LONDON -- Just 13 shares make up more than 50% of the FTSE 100. If you want to know where the index is headed in 2013, you need to consider how its most important companies will fare.
Yesterday BP announced a 19% drop in quarterly profit. While this may sound a worrying decline, there are plenty of reasons to expect things to turn around in 2013.
BP has confirmed that production is expected to increase this year after remaining broadly unchanged in 2012. Since the Gulf of Mexico disaster, BP has been selling off peripheral assets. The company also has a new Russian deal in place that is expected to complete in the first half of this year.
BP shares trade on a 2013 price-to-earnings ratio of just 7.8. At today's price, the expected dividend yield is 5.8%.
Glaxo shares are remarkably solid. Despite the horrors of the eurozone crisis, for the last three years the shares have traded in a range between 1,100 pence and 1,500 pence.

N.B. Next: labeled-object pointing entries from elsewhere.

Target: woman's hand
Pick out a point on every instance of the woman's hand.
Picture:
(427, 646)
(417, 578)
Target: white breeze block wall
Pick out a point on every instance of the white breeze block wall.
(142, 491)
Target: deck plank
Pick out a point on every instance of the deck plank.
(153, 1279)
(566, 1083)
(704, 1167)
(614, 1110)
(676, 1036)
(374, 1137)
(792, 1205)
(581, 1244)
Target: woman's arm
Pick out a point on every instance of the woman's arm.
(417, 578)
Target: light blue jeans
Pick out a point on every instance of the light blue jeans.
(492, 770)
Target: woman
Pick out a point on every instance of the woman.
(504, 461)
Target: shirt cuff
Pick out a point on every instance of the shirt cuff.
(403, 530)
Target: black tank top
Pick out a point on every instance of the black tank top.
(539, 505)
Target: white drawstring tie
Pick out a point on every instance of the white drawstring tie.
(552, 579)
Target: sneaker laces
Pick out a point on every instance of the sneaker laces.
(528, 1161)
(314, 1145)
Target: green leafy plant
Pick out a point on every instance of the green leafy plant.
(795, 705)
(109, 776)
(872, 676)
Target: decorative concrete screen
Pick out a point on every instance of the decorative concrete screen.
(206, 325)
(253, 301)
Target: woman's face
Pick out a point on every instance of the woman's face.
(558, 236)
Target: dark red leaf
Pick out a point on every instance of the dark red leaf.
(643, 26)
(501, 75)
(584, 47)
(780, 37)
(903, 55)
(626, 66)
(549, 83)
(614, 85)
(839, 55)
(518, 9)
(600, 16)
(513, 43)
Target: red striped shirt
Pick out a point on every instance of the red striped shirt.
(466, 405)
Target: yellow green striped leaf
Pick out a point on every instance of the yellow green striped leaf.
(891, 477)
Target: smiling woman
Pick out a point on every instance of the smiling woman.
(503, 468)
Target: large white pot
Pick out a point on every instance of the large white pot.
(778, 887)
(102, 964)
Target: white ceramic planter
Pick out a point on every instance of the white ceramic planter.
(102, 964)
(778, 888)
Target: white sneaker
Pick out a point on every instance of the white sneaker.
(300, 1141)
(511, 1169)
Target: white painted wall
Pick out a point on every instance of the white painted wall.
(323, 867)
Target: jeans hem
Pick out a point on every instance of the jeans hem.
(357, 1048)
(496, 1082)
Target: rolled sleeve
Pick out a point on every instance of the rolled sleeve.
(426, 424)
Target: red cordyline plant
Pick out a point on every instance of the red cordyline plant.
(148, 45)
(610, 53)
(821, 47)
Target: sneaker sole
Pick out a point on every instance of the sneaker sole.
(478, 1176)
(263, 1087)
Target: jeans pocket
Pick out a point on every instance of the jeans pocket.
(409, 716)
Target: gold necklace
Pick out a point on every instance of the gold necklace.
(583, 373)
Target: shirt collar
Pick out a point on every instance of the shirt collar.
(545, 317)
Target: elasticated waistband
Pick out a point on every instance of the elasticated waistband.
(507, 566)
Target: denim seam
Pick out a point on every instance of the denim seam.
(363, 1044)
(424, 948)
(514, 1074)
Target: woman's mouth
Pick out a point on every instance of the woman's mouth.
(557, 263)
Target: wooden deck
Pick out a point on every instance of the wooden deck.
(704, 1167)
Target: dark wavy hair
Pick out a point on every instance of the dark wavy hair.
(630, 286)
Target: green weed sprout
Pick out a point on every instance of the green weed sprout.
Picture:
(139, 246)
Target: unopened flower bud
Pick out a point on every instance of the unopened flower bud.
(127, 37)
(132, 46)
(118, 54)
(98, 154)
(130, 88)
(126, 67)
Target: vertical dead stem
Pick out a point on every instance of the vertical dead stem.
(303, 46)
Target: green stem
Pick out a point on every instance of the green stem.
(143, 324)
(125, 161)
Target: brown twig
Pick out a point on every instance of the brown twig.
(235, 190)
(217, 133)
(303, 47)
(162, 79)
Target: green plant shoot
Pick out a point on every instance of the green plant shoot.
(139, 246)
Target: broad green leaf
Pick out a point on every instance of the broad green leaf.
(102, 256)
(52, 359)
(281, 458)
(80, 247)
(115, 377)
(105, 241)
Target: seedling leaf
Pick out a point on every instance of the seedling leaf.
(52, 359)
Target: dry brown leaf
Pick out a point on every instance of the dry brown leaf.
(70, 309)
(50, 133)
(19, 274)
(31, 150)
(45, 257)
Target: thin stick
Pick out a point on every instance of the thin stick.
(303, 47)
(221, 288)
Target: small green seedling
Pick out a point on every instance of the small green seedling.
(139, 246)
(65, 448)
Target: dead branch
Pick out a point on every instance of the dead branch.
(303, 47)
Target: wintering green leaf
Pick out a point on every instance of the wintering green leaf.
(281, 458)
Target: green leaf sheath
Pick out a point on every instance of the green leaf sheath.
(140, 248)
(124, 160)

This is likely due to the nature of the company's sales and products. Pharmaceuticals consumers rarely have the option not to buy medicines. As a result, expectations for Glaxo's future sales, profits, and dividends are quite consistent. This year, Glaxo is forecast to increase its earnings by 4.5% and its dividend by 4.2%. This puts the shares on a 2013 P/E of 12.3. The expected yield is 5.4%.
British American Tobacco
Tobacco consumers are a loyal bunch -- loyal to their habit and their brands. Tobacco firms are thus regarded as some of the safest investments on the market. Analysts often call shares like BATS "defensives." Yet the company's recent record shows that BATS is worthy of being called a "growth" company.
In the last five years, BATS has increased its sales by an average of 9.5% per annum. Earnings per share have increased at an average rate of 10.1% a year. The shareholder dividend has advanced by a stonking 17.7% a year on average.
That is an impressive record, but it does not mean that the shares should be bought whatever the price. BATS currently trades on 14.6 times forecast earnings for 2013. That does not leave much room for disappointment.